Die Ausstellung „Ein neues Land“ des Prager Fotografen Eugen Kukla mit Bildern von der Bürgerbewegung auf dem Maidan war schon lange geplant. Dass ihre Eröffnung ausgerechnet am Tag nach der nächtlichen politischen Mammutrunde in Minsk stattfinden sollte, ahnte man da noch nicht. Deshalb war es auch ungewöhnlich für die Verhältnisse des kleinen Instituts, dass mehr als 200 Eröffnungsgäste kamen. Sicher auch wegen der Fotos und ihres Gegenstandes, aber gelockt hatte nicht zuletzt der Eröffnungsredner Boris Reitschuster, gebürtiger Augsburger, langjähriger Leiter des Focus-Büros in Moskau und bekannt als scharfer Putin-Kritiker.

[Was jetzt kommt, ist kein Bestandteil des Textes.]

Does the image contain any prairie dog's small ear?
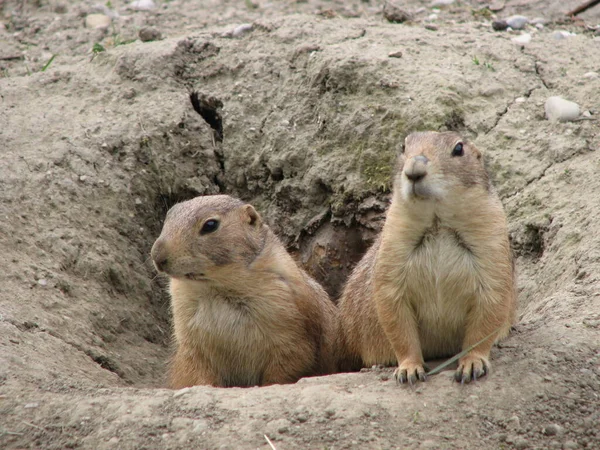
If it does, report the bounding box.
[243,205,262,227]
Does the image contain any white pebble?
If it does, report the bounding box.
[129,0,156,11]
[511,33,531,45]
[231,23,253,37]
[544,96,579,122]
[506,16,529,30]
[85,14,111,30]
[552,30,576,40]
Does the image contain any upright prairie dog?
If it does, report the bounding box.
[152,195,337,389]
[339,132,516,384]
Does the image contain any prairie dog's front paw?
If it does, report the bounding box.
[394,361,427,385]
[454,354,490,384]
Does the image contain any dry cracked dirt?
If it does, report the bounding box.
[0,0,600,450]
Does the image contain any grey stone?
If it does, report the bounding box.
[544,96,580,122]
[383,2,413,23]
[506,16,529,30]
[138,27,162,42]
[543,423,565,436]
[492,20,508,31]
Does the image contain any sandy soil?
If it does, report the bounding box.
[0,0,600,450]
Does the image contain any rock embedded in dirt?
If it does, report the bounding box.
[513,437,529,450]
[85,14,111,30]
[552,30,576,41]
[138,27,162,42]
[505,16,529,30]
[511,33,531,45]
[231,23,254,38]
[430,0,454,8]
[544,96,580,122]
[129,0,156,11]
[542,423,565,436]
[492,20,508,31]
[383,2,413,23]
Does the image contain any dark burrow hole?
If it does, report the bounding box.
[190,91,223,142]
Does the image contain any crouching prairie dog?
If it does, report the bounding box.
[151,195,337,389]
[339,132,516,384]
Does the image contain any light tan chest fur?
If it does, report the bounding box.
[171,279,303,385]
[374,192,508,359]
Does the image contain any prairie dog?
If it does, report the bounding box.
[151,195,337,389]
[339,132,516,384]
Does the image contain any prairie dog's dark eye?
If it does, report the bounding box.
[452,142,465,156]
[200,219,219,235]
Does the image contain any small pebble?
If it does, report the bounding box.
[506,16,529,30]
[129,0,156,11]
[513,437,529,450]
[383,2,412,23]
[511,33,531,45]
[544,96,580,122]
[231,23,253,37]
[552,30,575,41]
[85,14,111,30]
[138,27,162,42]
[430,0,454,8]
[492,20,508,31]
[543,423,565,436]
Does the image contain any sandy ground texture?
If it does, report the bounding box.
[0,0,600,450]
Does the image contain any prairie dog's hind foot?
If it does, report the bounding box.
[394,361,427,385]
[454,354,490,384]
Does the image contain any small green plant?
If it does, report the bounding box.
[41,55,56,72]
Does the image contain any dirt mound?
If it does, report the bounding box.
[0,0,600,449]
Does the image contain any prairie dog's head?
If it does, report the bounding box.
[394,131,490,200]
[151,195,267,281]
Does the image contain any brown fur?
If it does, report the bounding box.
[152,195,337,388]
[339,132,516,383]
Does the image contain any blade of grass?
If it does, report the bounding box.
[41,55,56,72]
[427,328,500,376]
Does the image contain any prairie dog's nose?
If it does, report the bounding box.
[150,239,169,272]
[404,155,429,182]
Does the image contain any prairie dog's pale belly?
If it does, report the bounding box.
[405,227,479,359]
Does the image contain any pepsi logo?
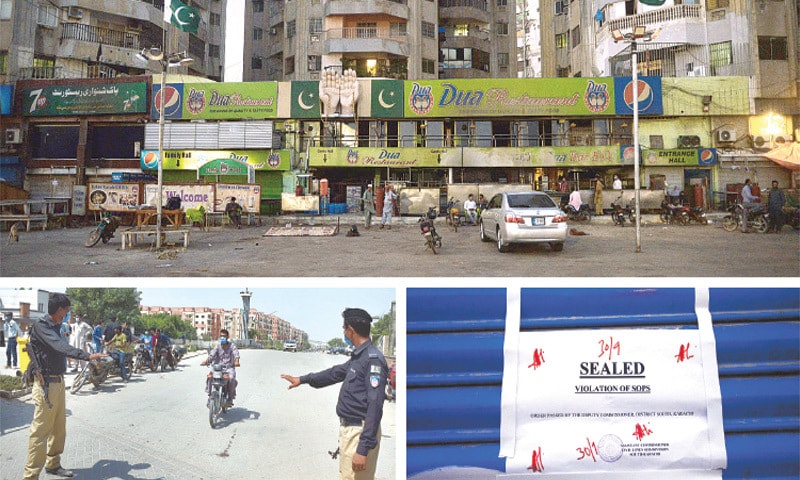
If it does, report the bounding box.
[623,80,655,111]
[153,85,181,117]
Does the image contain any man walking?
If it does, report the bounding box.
[23,293,107,480]
[3,313,19,368]
[767,180,786,233]
[361,183,375,230]
[281,308,389,480]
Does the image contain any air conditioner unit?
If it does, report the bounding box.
[717,129,736,142]
[772,133,792,147]
[67,5,83,20]
[678,135,700,148]
[753,135,772,148]
[3,128,22,145]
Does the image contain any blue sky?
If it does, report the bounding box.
[138,287,395,342]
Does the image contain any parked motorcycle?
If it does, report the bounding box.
[207,363,230,428]
[419,207,442,255]
[722,203,769,233]
[84,206,119,247]
[69,357,117,393]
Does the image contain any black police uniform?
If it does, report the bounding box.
[300,340,389,456]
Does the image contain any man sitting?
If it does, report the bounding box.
[225,197,243,228]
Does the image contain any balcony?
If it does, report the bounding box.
[325,0,409,20]
[323,27,408,57]
[439,0,492,24]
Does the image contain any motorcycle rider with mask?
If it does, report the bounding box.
[200,328,239,407]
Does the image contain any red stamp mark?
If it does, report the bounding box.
[633,423,653,442]
[597,337,620,361]
[675,342,694,363]
[575,437,597,463]
[528,447,544,472]
[528,348,544,370]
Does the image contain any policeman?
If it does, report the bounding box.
[281,308,389,480]
[24,293,108,480]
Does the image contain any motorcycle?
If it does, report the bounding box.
[419,207,442,255]
[84,206,119,247]
[69,357,117,394]
[722,203,769,233]
[207,363,230,428]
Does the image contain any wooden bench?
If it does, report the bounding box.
[121,229,190,250]
[0,213,47,232]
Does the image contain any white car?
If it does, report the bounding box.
[480,191,567,252]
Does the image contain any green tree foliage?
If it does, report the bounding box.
[66,288,141,325]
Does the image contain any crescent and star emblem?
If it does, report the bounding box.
[378,89,397,110]
[297,90,314,110]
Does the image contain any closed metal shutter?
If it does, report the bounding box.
[406,288,800,479]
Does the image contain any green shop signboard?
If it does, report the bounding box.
[22,82,147,117]
[405,78,615,118]
[139,150,291,175]
[642,148,717,167]
[183,82,278,120]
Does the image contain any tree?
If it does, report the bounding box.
[66,288,141,324]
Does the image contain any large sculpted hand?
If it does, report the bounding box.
[340,68,359,117]
[319,70,341,117]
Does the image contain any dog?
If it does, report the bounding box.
[6,222,22,245]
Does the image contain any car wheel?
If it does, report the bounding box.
[497,229,508,253]
[481,222,491,242]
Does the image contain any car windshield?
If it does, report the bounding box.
[508,193,556,208]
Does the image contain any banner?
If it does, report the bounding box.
[22,82,147,117]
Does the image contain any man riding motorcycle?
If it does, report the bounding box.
[200,328,239,407]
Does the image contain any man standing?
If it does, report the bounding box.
[594,173,604,215]
[200,328,239,407]
[381,184,397,230]
[281,308,389,480]
[3,313,19,368]
[23,293,106,480]
[361,183,375,230]
[767,180,786,233]
[742,178,758,233]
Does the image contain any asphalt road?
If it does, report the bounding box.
[0,350,396,480]
[0,215,800,277]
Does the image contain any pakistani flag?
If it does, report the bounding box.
[164,0,200,33]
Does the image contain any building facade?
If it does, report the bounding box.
[242,0,517,81]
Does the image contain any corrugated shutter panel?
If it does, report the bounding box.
[407,289,800,479]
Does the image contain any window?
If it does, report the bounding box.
[422,58,436,74]
[422,22,436,38]
[556,33,569,48]
[572,27,581,48]
[308,17,322,34]
[497,53,508,68]
[308,55,322,72]
[758,37,789,60]
[709,42,733,67]
[389,23,406,38]
[36,5,58,28]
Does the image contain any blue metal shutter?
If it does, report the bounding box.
[407,288,800,479]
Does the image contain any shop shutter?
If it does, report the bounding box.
[406,288,800,479]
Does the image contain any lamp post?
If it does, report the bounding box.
[141,47,194,250]
[611,25,661,253]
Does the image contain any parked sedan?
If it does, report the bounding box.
[480,191,567,252]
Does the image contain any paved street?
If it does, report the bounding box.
[0,350,396,480]
[0,214,800,277]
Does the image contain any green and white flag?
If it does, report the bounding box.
[164,0,200,33]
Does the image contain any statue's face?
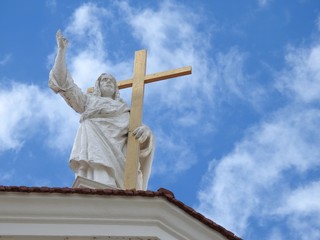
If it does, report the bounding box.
[100,76,115,97]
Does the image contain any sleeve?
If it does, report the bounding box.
[48,70,87,113]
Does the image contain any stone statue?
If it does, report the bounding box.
[48,30,154,190]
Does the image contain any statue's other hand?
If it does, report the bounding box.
[56,29,68,49]
[132,125,151,143]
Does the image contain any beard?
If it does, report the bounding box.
[100,86,115,97]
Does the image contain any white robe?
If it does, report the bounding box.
[49,71,154,190]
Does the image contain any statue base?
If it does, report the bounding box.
[72,176,120,189]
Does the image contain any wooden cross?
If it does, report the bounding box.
[89,49,192,189]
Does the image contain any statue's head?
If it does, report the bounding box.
[93,73,121,100]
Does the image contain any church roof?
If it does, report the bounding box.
[0,186,241,240]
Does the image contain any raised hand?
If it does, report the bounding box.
[56,29,68,49]
[132,125,151,143]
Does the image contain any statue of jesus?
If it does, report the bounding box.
[48,30,154,190]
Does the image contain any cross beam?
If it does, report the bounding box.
[122,50,192,189]
[88,49,192,189]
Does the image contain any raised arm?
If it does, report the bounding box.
[52,30,68,85]
[48,30,87,113]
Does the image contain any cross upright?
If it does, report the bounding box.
[89,49,192,189]
[118,49,192,189]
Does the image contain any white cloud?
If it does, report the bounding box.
[198,26,320,239]
[199,107,320,234]
[0,83,78,151]
[278,181,320,215]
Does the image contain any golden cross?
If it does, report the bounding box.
[89,49,192,189]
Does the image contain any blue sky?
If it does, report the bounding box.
[0,0,320,240]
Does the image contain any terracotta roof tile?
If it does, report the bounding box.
[0,185,241,240]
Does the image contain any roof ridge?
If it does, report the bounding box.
[0,185,241,240]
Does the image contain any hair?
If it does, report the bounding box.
[92,73,124,102]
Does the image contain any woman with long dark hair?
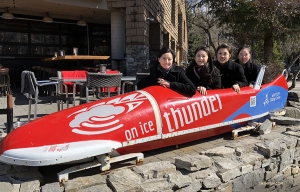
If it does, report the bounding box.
[137,48,196,96]
[235,45,260,87]
[214,43,248,93]
[185,46,221,95]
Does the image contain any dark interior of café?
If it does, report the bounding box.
[0,15,111,87]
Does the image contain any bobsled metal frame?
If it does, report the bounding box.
[57,153,144,183]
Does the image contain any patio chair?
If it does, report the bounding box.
[122,73,150,94]
[21,71,69,121]
[81,73,122,102]
[57,70,87,106]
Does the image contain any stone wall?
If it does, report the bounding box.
[107,0,188,75]
[0,91,300,192]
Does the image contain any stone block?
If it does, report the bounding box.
[282,166,292,177]
[293,174,300,187]
[133,161,176,179]
[78,184,112,192]
[140,178,174,192]
[232,169,264,191]
[265,168,278,181]
[188,169,215,180]
[180,180,202,192]
[63,174,106,192]
[202,173,222,189]
[258,119,275,135]
[217,168,242,183]
[271,173,284,182]
[253,161,262,170]
[283,176,294,188]
[167,171,192,189]
[175,155,213,171]
[41,182,65,192]
[107,169,141,191]
[201,146,235,157]
[261,159,271,168]
[270,116,300,125]
[291,165,299,175]
[213,157,242,173]
[279,149,295,171]
[216,182,232,192]
[256,140,286,158]
[240,164,253,175]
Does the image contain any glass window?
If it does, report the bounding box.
[0,31,28,43]
[1,45,17,55]
[17,46,29,55]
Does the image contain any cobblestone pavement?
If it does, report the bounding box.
[0,80,300,184]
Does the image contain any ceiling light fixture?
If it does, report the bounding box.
[77,15,87,26]
[42,12,53,23]
[146,17,154,21]
[1,7,14,19]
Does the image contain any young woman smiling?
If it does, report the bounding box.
[214,44,248,93]
[235,46,260,87]
[137,48,196,96]
[185,47,221,95]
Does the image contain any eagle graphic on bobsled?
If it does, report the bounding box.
[0,67,288,182]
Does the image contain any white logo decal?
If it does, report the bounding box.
[68,93,147,135]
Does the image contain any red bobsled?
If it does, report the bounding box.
[0,72,288,170]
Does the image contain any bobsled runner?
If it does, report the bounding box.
[0,66,288,182]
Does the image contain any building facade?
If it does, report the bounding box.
[0,0,188,82]
[107,0,188,74]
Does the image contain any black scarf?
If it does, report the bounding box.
[157,64,172,77]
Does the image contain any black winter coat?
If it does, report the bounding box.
[235,59,260,85]
[214,60,248,88]
[137,63,196,96]
[185,63,221,90]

Was er in seinem Vortrag „Putin x Russland = Demokratur“ zu sagen hatte, war nicht dazu angetan, große Hoffnungen in den soeben unterzeichneten Minsker Waffenstillstand zu nähren. Schonungslos erörterte der Journalist in freiem Vortrag seine Befürchtungen zur weiteren Handlungsweise des russischen Präsidenten und begründete sie mit seinen langjährigen Recherchen aus unmittelbarer Nähe in Moskau. Seine Kritik galt vor allem den westlichen Politikern, die die Situation in Russland nach seiner Auffassung vollkommen unterschätzen und sich „wie Sozialpädagogen statt wie strategische Politiker“ benähmen gegenüber einem Machthaber, der nach wie vor in den erlernten KGB-Kategorien denkt und seine Macht auf eine nur notdürftig als Demokratie getarnte Diktatur stützt.

Die aktuellen Leidtragenden dieser Politik sind die Ukrainer, nun im öffentlichen Fokus. Mit zahlreichen konkreten Erlebnissen belegte Reitschuster seine Haltung. Auch während der Geschehnisse auf dem Maidan wurde er Zeuge der organisierten prorussischen Gegendemonstrationen. Der Maidan-Fotograf Eugen Kukla bestätigte in seiner Einführung zur Ausstellung die friedliche Aufbruchsstimmung der orangenen Revolution, die er bei fünf Besuchen erlebt und auf seinen Bildern festgehalten hat. Diese Bilder einer angst-, aber auch hoffnungsvollen Vergangenheit der Ukraine haben jetzt eine weitere Dimension der Aktualität erreicht und werden damit zum Mahnmal für eine friedliche Lösung des Konflikts mit Russland. Im Bukowina-Institut sind sie bis zum 2. April zu sehen.